LawPivot, founded in November 2009 and launched in August 2010, is backed by Google Ventures and other investment firms. It's goal, Gupta said, is "essentially to disrupt the legal industry."
The legal advice website previously only served California. As of Thursday, it is open to business nationwide.
LawPivot is at its heart a social question answering service like Quora, but one that recognizes the corporate need for discretion. "A lot of legal questions that companies ask are sensitive, so they don't feel comfortable asking publicly," said Gupta.
Using the service, companies can post confidential questions to as many as 10 attorneys and receive legal advice that, for the moment, is free. For participating attorneys, offering advice is a form of lead generation and may result in a paying client.
"What's happening with general legal advice is it's really becoming commoditized," said Gupta. At the same time, he said, many companies are not going to be satisfied by a search for publicly accessible summaries of common legal issues.
Gupta said that while lawyers are typically judged by how much business they generate, they usually aren't trained in business development, which is to say marketing themselves to new clients. And the old ways of maintaining a high profile for potential clients--writing articles, speaking at events--are being eclipsed by social media, he argued.
Using LawPivot, attorneys can build up a social reputation by answering questions. When a lawyer responds to a question, the fact that he or she responded is displayed on his or her profile and that's publicly searchable, Gupta explained.

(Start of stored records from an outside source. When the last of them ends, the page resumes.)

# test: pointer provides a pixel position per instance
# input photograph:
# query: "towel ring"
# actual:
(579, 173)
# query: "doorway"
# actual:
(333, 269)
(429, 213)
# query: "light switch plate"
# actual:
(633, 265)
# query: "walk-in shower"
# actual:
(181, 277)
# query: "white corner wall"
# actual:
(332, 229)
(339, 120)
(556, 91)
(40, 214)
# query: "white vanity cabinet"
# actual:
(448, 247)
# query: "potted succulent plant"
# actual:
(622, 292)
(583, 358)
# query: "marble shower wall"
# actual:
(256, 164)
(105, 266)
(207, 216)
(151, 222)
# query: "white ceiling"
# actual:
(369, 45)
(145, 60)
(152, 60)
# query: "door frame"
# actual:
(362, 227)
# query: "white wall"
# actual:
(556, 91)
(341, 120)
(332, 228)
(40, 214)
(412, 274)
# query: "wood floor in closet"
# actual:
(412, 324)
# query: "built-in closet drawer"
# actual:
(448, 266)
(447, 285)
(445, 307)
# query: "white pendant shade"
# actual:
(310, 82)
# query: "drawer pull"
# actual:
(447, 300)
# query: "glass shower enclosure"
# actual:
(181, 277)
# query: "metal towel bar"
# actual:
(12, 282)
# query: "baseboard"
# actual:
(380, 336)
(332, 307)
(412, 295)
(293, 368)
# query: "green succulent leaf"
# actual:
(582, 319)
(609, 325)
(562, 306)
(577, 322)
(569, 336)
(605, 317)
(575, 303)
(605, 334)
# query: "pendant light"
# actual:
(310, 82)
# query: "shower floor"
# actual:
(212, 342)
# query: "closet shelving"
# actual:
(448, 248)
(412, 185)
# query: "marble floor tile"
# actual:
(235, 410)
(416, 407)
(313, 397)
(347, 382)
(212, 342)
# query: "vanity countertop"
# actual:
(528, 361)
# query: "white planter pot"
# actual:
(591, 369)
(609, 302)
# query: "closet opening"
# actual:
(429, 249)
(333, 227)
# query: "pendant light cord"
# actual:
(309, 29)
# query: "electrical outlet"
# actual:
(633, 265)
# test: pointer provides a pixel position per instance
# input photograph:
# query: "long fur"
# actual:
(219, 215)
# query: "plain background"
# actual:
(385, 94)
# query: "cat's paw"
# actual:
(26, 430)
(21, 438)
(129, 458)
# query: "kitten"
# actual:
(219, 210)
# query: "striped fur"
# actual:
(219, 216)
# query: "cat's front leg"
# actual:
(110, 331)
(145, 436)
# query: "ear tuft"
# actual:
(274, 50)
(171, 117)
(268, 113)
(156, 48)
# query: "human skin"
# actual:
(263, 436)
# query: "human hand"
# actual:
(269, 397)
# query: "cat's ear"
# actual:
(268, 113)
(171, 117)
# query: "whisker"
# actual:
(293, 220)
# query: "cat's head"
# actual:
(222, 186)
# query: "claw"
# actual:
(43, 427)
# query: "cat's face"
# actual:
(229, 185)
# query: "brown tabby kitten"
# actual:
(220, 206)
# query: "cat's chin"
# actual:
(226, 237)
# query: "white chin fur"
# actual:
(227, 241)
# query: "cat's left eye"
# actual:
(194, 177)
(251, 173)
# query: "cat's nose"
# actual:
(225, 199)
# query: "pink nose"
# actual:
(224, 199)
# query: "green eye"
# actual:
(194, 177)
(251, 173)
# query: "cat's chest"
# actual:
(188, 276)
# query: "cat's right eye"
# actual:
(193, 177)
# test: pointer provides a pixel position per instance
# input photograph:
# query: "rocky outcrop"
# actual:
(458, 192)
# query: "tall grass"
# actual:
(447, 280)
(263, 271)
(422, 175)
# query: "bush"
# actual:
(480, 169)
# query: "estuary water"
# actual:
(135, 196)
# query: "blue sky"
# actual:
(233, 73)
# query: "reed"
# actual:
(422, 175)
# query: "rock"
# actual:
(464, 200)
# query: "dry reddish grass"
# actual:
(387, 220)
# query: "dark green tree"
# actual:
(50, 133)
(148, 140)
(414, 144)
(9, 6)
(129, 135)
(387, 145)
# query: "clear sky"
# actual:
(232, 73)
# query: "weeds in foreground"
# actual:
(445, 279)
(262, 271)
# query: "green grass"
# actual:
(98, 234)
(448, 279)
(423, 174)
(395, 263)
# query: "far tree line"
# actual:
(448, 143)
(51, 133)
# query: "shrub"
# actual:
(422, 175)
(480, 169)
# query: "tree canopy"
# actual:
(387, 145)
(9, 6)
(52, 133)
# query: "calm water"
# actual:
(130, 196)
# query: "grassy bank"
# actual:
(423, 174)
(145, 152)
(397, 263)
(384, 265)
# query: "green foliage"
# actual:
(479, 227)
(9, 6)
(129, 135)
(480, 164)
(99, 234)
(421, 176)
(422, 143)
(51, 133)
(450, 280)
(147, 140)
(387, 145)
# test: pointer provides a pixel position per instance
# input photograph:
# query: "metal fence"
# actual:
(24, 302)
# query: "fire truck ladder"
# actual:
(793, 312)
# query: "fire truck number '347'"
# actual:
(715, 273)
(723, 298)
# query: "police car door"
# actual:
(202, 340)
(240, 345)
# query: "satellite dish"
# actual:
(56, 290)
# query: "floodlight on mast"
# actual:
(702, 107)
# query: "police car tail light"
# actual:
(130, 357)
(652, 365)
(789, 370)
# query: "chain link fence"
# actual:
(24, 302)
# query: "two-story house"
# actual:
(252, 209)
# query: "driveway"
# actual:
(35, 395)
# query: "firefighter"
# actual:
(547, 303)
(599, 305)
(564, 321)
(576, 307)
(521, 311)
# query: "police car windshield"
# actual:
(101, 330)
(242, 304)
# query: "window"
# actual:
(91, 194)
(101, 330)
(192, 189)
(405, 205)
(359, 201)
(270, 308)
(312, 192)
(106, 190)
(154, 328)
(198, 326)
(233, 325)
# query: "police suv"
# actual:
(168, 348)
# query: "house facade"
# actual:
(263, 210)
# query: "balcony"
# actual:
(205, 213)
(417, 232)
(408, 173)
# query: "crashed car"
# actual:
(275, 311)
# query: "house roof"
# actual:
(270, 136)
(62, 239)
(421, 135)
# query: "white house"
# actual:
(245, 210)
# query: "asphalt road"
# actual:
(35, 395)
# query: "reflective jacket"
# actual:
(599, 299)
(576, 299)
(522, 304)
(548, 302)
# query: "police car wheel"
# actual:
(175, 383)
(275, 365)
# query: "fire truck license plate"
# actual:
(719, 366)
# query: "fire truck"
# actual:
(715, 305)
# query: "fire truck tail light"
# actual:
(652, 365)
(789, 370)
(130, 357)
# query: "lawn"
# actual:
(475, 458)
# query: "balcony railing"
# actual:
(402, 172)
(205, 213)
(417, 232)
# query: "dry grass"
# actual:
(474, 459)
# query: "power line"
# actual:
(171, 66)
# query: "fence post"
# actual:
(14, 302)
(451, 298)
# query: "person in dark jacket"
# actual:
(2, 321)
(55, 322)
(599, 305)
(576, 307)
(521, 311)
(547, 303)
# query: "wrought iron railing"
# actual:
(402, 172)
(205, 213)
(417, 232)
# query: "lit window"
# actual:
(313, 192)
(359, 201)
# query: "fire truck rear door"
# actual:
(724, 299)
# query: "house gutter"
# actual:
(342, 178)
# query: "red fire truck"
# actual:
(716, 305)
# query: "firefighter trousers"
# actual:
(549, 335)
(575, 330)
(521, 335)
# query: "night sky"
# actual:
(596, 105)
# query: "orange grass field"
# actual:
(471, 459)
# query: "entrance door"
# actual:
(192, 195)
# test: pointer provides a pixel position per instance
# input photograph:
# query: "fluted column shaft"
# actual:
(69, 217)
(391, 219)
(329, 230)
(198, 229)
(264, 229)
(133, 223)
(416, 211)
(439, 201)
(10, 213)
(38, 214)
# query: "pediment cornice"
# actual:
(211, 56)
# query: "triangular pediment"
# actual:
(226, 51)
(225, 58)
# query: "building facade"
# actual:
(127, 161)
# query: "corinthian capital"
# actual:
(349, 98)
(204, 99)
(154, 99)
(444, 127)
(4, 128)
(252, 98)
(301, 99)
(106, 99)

"This is a way for lawyers to actually create a reputation online," said Gupta. "The more questions you answer, the more connections you make."
At the moment, LawPivot is free, but the site eventually plans to charge companies for legal advice, either on a per question basis or in the form of a monthly fee. It will also be offering attorneys the opportunity to enhance their profiles with certain features for a fee at some point.
"We feel like we have a solution that allows social media to be used by lawyers," said Gupta.